What Toys R Us Has to Teach Modern Managers
Mark Angelo, CEO, Yorkville Advisors
Recently, the country has seen countless brands falling victim to the plague of bankruptcy, as large corporations struggle to make ends meet. As organizations from every sector struggle to make ends meet, it's time for leaders to look at the disasters happening in the retail world and ask themselves what they can learn from the latest catastrophe.
While the loss of companies like Toys R Us and Maplin might leave a lot of offline companies biting their fingernails, the important thing to remember is that many brands can come back from the brink of oblivion with the right strategies in place. Here, we're going to look at what the fall of the brick-and-mortar retail world must teach modern managers.
1. Behavior is Changing and Companies Need to Change with It
It's no secret that people are changing the way they engage with services and products. The age of digital transformation has made customers fickler when it comes to brand loyalty, and that means that managers need to work harder to build relationships with their clients. Today, it's not about offering customers the lowest price, or even the widest selection of products - but giving your clients the experience, they're looking for both online, and offline.

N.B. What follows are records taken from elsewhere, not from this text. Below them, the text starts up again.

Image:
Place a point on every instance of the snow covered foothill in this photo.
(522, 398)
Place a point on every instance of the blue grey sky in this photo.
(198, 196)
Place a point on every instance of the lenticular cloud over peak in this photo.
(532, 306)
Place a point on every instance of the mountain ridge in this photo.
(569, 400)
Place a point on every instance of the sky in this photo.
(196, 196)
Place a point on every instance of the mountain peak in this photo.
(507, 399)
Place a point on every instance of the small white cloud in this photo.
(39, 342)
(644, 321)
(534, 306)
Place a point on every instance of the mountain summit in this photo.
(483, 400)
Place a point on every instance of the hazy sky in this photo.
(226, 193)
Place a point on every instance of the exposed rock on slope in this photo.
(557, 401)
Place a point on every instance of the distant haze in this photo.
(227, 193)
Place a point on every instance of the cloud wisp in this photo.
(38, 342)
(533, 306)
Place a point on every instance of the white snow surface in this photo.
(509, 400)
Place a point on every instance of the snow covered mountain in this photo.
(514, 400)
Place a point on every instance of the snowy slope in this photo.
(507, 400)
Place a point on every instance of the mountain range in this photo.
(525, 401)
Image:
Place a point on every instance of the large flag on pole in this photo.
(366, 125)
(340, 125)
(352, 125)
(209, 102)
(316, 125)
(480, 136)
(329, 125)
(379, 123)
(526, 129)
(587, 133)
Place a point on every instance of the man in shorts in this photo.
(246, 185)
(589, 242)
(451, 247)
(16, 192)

Modern managers and leaders need to be willing to embrace the chances in the marketplace and adapt to them when they happen. People who fall behind the latest trends are the ones that will end up closing because they can no longer serve a new generation of customers.

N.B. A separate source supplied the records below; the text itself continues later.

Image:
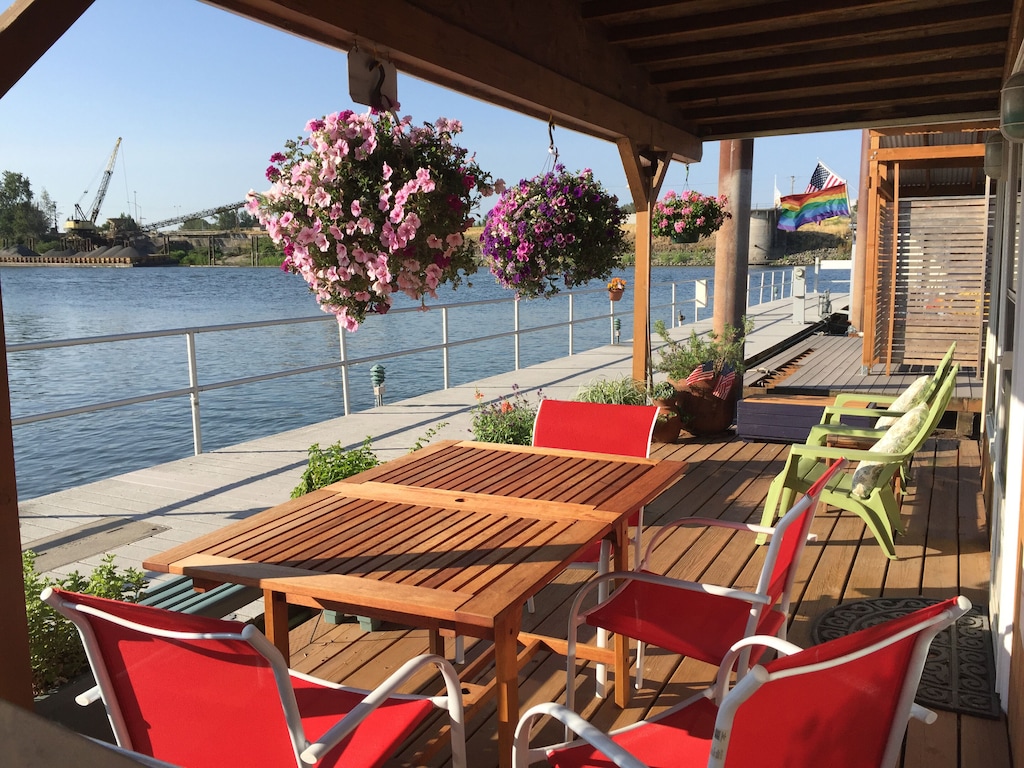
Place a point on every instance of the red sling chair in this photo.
(695, 620)
(198, 691)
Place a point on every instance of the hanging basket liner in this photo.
(685, 237)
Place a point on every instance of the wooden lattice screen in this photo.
(939, 280)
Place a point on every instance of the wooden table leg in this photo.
(507, 681)
(275, 617)
(621, 561)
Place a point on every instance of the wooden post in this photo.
(15, 669)
(860, 252)
(645, 173)
(735, 168)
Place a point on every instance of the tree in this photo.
(226, 220)
(19, 218)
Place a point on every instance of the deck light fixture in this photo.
(994, 147)
(1012, 108)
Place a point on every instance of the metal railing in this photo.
(701, 300)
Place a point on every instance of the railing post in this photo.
(444, 355)
(344, 368)
(515, 328)
(570, 325)
(194, 394)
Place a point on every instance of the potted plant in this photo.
(616, 286)
(557, 229)
(369, 205)
(509, 420)
(624, 390)
(707, 371)
(687, 217)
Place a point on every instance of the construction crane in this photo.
(83, 224)
(197, 215)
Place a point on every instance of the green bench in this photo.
(872, 491)
(884, 407)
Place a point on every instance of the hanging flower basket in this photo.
(687, 217)
(557, 229)
(684, 237)
(369, 205)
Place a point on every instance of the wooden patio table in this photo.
(453, 538)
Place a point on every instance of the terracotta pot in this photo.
(702, 413)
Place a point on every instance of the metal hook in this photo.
(552, 150)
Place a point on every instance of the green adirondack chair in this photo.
(883, 408)
(871, 491)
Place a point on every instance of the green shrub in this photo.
(619, 391)
(333, 464)
(678, 358)
(508, 420)
(56, 651)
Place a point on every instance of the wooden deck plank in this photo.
(943, 552)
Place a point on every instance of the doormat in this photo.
(960, 673)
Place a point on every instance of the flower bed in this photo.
(689, 216)
(557, 229)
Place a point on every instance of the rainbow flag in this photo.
(814, 206)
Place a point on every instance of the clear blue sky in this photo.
(202, 98)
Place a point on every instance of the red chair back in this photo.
(231, 692)
(844, 704)
(597, 427)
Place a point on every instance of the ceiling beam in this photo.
(769, 17)
(944, 47)
(28, 29)
(835, 82)
(538, 73)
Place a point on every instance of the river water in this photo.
(50, 303)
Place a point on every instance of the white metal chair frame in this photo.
(758, 599)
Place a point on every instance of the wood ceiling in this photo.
(670, 74)
(666, 74)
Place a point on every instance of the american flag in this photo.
(822, 178)
(707, 373)
(724, 385)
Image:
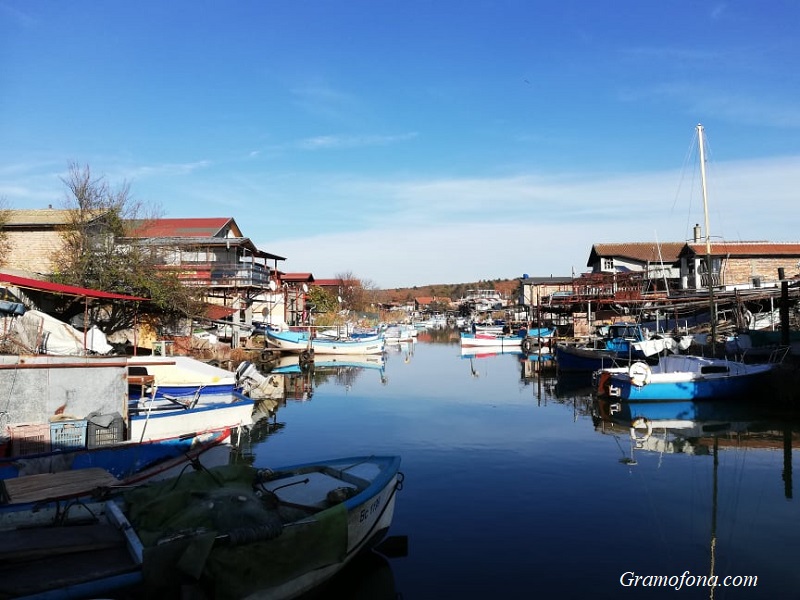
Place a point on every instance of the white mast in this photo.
(709, 269)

2. Technology Drives Modern Business
It's hard to believe that many companies in the world today are still trying to get by without any form of digital strategy. Even if an organization doesn't want to do all of it's marketing online, it still needs to try to be present on the right digital platforms, otherwise it will fail to make an impression in its target audience. Today's customers are constantly online. Even if they're planning on going to a store in-person, they will start their search by looking online for the company that can offer the best experience or service. This means that managers don't just need to advertise online, they need to handle their reputation in the online sphere too - and that's where PR expertise starts to become so important.

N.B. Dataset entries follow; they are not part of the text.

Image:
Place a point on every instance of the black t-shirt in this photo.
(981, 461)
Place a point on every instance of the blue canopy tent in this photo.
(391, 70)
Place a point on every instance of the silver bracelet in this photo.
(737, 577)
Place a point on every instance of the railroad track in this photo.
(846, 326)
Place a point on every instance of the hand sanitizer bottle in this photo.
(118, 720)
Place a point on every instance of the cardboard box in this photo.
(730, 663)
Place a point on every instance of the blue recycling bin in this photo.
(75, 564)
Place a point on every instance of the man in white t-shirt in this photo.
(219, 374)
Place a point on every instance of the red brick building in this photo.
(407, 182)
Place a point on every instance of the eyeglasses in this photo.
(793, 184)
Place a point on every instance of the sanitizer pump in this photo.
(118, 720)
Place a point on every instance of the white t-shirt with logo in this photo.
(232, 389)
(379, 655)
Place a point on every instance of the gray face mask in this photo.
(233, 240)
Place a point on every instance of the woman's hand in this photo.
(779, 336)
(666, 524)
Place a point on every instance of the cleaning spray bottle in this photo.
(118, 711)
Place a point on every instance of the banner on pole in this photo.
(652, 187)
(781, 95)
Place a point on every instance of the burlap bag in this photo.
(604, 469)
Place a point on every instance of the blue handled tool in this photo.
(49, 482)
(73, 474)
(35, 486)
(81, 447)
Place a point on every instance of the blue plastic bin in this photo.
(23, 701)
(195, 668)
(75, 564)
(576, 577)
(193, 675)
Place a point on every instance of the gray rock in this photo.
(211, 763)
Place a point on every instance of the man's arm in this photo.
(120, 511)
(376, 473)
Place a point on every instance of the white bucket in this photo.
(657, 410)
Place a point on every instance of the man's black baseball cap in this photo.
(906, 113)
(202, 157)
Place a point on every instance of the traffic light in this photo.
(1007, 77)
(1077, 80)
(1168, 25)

3. Reputation is Everything
Finally, one of the biggest reasons that big-name corporations like Toys R Us are failing today, is that people aren't talking about them anymore. For years, these companies simply sat on the sidelines while other digital startups used their social media platforms and PR programs to generate buzz.
In a world where customers are more empowered, and curious than ever before, no company can afford to be silent. Reputation is something that every manager needs to create on behalf of their brand. If a leader isn't actively shaping the way their company looks, then they're running the risk that people will take their image the wrong way - or worse, stop talking about them altogether.